Ask HN: Best constructive criticism - 3Dpuzzlepiece

What has been the best constructive criticism you&#x27;ve received - professional or personal - and how did you handle it?
======
poof131
One of the most memorable was early in primary flight training for the Navy.
It was my last flight before the Christmas Holidays and it went poorly, not F
but C- quality. I really liked the instructor, a cool guy helicopter pilot.
Walking back from the plane, he said it didn’t go well. I agreed and said my
mind just wasn’t in it, thinking about the holidays. He stopped, turned to me
and said, “I don’t want to hear that f _#%ing s%$t. Don’t make f_ #%ing
excuses.” He said a few more mean things that I can’t recall.

I didn’t like the instructor after that, but the lesson stuck. I never made
excuses again. Over the years I noticed that a lot of the people I respected
the most would do the opposite, take responsibility for everything, even if it
wasn’t really their fault. It was a recurring theme in Naval Aviation. I saw a
similar ethos when I worked with Special Forces.

At my current job, a late stage startup, I see directors blame other teams,
blame subordinates, blame everyone but themselves. In Naval Aviation it’s
called the ‘excuse matrix’. I’m sure that early in a startups life this
behavior must be minimal since too much would doom the business, however,
there’s nothing like life or death to truly hone the principle of not making
excuses.

------
LarryMade2
Post in a forum criticising of loading/handling (filtered) POSTed form data
into individual strings, the criticism was "The better way is to use an array.
What good reason do you have to to load strings individually?"
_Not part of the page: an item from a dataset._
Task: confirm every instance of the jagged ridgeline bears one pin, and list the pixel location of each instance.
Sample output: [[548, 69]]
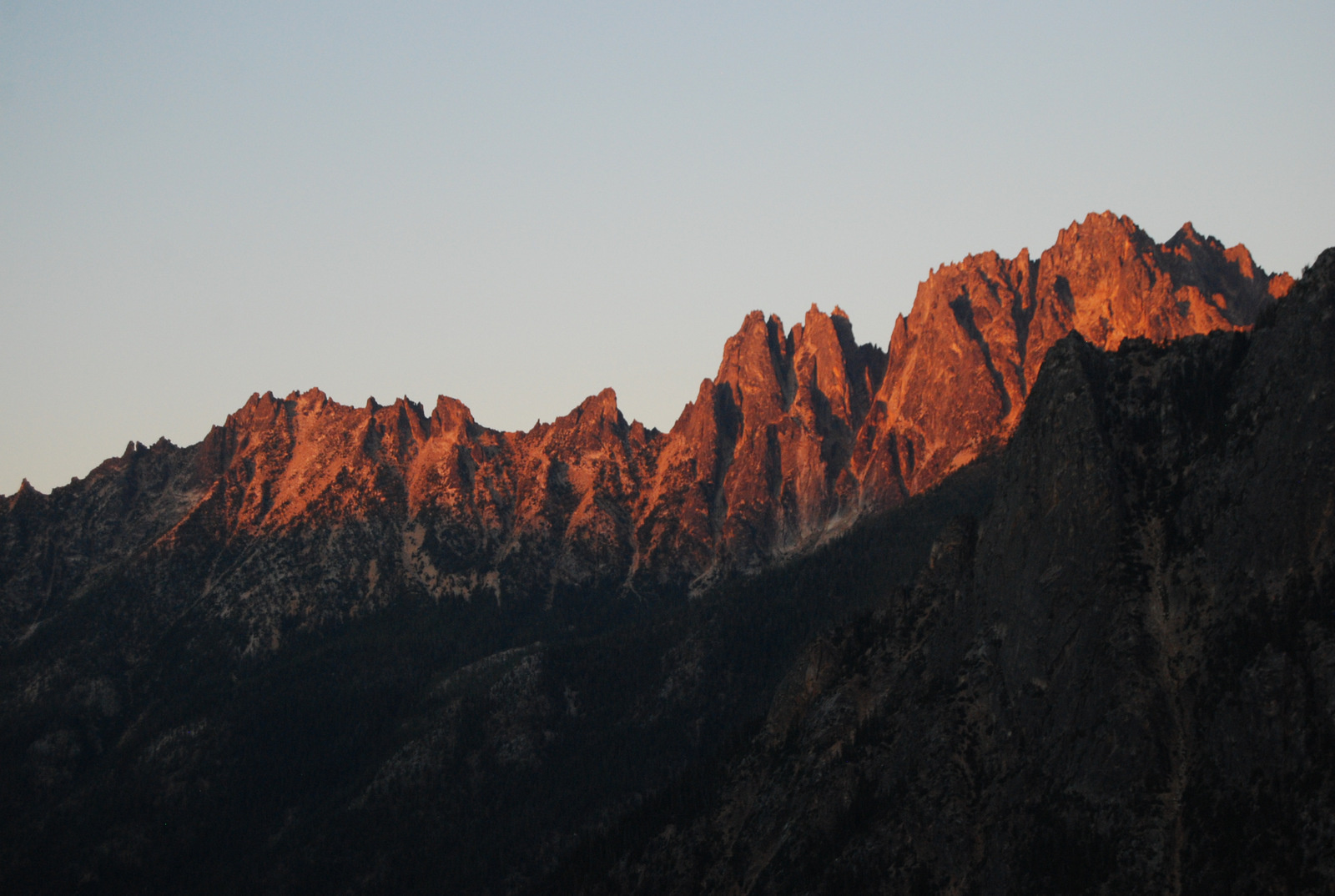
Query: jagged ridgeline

Not only did this provide a logical alternative but it was open to letting me
defend my method... Thinking on it arrays were the way to go solves other
issues like retrieval and storage.

My reasons were more or less, "cause that's how I learned it." The question
might have been a bit more condescending but the open opportunity to defend
myself made me think harder on what I was doing vs the alternative.

Made me re-factor a ton of code for the better, was a lot of work - but I
could see it was the right way to do it.